Welcome here, I’m David duChemin and this is episode 004 of a beautiful anarchy, your weekly kick in the pants to live the creative life on your terms, as deeply as you dare to go. This is the perfect episode, and by that I don’t mean it’s flawless and just can’t get any better, because God knows nothing I’ve ever created has been described that way, and this episode will be no different. No, this episode will, no doubt, be deeply imperfect, but it is about perfection, specifically about the ways in which the pursuit of that seemingly lofty goal in our work can sabotage the very work we hope to create.  Let’s talk about it.

Music/intro

One of the greatest barriers to creativity, and - I would argue - to life itself, is fear. That fear manifests itself in many ways but one of the more destructive is the perfectionism so many of us are paralyzed by. 

On the surface perfectionism sounds like one of those flaws you readily admit to because really it’s a modest way of saying, see, I’m not perfect after all, but really, I’m pretty close. Like you're admitting to being flawed like everyone else but that your particular vice is the relentless pursuit of having no vices. It’s like you’re saying, "no, really, I’m not the person you think I am. Sometimes I rescue too many kittens, or give too much money away.” Oh, me? I’m a perfectionist. Like you’re just too much of a good thing.

And you know when you stack that up against all the other crap that we sweep into the dark corners and hope no one will see, it’s pretty benign. But in the creative life, if what we’re talking about is the way we make things, and get things done, the idea of perfect and the quixotic search for it, is deeply self-sabotaging.

Perfectionism isn’t a good thing because the goal of “perfect” isn’t healthy. It’s toxic. It’s tyrannical. It demands more than most humans are capable of giving, paralyzing us in our efforts to create, to learn, to live more gracefully with the limits and foibles of who we are.

Forgive me for putting it this way, but far from being a noble thing, perfectionism is the bastard love child of a protestant work ethic and the fact that we celebrate the works of artistic genius or wildly prolific people but never acknowledge the always messy process responsible for that work. 

We are told, if not by others then frequently by ourselves, that “Unless we can create that brilliant thing, and unless we can make it perfect, don’t bother.” We have been taught from a young age that the goal, is perfection, that no matter what we are doing it can - and should - always be better. The rough edges should always be sanded. 

What we forget in the pursuit of this impossible, and distinctly non-human goal is that almost everything starts ugly.
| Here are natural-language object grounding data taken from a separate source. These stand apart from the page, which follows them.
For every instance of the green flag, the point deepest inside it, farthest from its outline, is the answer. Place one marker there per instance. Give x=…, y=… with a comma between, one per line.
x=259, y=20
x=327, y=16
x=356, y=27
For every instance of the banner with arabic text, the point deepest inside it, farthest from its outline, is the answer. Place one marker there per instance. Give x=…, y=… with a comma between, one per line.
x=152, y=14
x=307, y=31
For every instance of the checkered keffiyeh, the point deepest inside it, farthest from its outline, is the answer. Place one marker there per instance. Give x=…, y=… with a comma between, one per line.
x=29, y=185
Babies, and I know I’m going to get flack for this, they start ugly, and if you can’t get on board with that you must at least admit they start incomplete, not remotely what they will become. Our first efforts at learning a new language begin very ugly. I started yoga this year in an effort to hold back the stiffness that comes with age, and I’m here to tell you it is the ugliest damn yoga you’ve ever seen. In fact everything to which I have set my hand in life has been ugly at the start. 

We too often forget that for even the most talented people, with the exception of those rare prodigies who I feel quite certain aren’t listening, for everyone else any good thing is almost always a result of a long, slow refinement of something that almost always starts ugly. 

And the problem with perfectionism is that it makes a god of the flawless and an outcast of the flawed, and the imperfect. Right from the beginning it says efforts and results that don’t work the first time, that don’t immediately live up to our expectations, should be discarded. And after a while we just stop trying, because it's not long before we learn that we nearly never get it right on the first try. We just figure we’re not good at that. So we give up. 

Can you imagine walking into a Spanish class and quitting after the first hour because, well, I’m just not good at Spanish? Of course you’re not good at Spanish! In fact at this point you probably suck at Spanish. That’s why you’re taking the class. To learn it.  And when we discard our efforts as imperfect when in fact they are not meant to be final products but needed lessons that will equip us to make, or do, something better with time, we guarantee our failure, failure to learn, to become, to one day make something great, something truly us, which - I would argue - is a much healthier goal than perfect. Not only healthier but attainable. 

Before we beat the word “perfect” into the ground completely, though, there is a  meaning to the word that we often forget. Sure, it can mean “flawless,” but it can also mean “done.” Completed. Signed. Shipped. Put out into the world to be loved for what it is. 

Our desire for a flawless and unblemished kind of perfection gets in the way of—and so often prevents us from—accomplishing the other kind of perfection: done. 

For me, the difference in the two ideas is this: striving for perfection of the first kind means others get to say whether it is or isn’t. Others get to weigh in on what the flaws are and how grievous they might be. People you never met get to say if you’ve accomplished what you’ve worked so hard for. They will inspect it for a lack of flaws, based on god only knows what criteria (they won’t be yours), completely neglecting the content of what you’ve made or what you’re trying to say.

Defining perfect as done means you get to say so. Only you get to say it’s done. Complete. Warts and all. Rough edges. And no one gets to take that from you.

And what’s beautiful about that perspective is that it’s incredibly empowering. It places the standard for my work into my own hands and allows me to embrace who I am, and where I am as an artist, and to aim high but according to my own vision. 

The Japanese have a concept that honours imperfection, brokenness, and decay called wabi-sabi. There’s an implicit belief that a thing gets more beautiful as it gets scarred from use and imbued with its own story. That’s my own imperfect understanding of wabi-sabi; it too is probably rough around the edges, but I find it beautiful nonetheless. 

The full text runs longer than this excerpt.